T4 Slip

Canadian year-end slip reporting employment income and key payroll deduction totals for an employee.

T4 Slip

A T4 slip is the Canadian year-end payroll slip that reports employment income and key payroll deduction totals for an employee.

It plays a role similar to the U.S. W-2, but it belongs to Canadian payroll and tax reporting. Payroll builds it from year-to-date records created over the full year, not from a single pay period.

Why It Matters

The T4 matters because it is where payroll totals become the employee’s year-end reporting document. If payroll records are wrong during the year, the T4 is one of the clearest places the problem shows up.

It connects:

  • employment income
  • source deductions
  • employer year-end filing

Where It Appears In Payroll Workflow

The T4 is prepared after year end from payroll registers, year-to-date balances, and year-end reconciliation work. It is not a replacement for the pay stub.

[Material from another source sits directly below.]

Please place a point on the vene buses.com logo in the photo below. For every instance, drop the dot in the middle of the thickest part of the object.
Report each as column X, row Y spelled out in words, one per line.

  • a pay stub shows one payroll period
  • a T4 summarizes the payroll year

Payroll staff may compare payroll registers, source-deduction totals, and year-end summaries before issuing the slip.

Practical Example

An employee receives regular pay stubs throughout the year. After year end, payroll totals the year’s employment income and deduction records, then issues a T4 slip based on those annual figures.

That makes the T4 a year-end reporting document, not a run-by-run payroll record.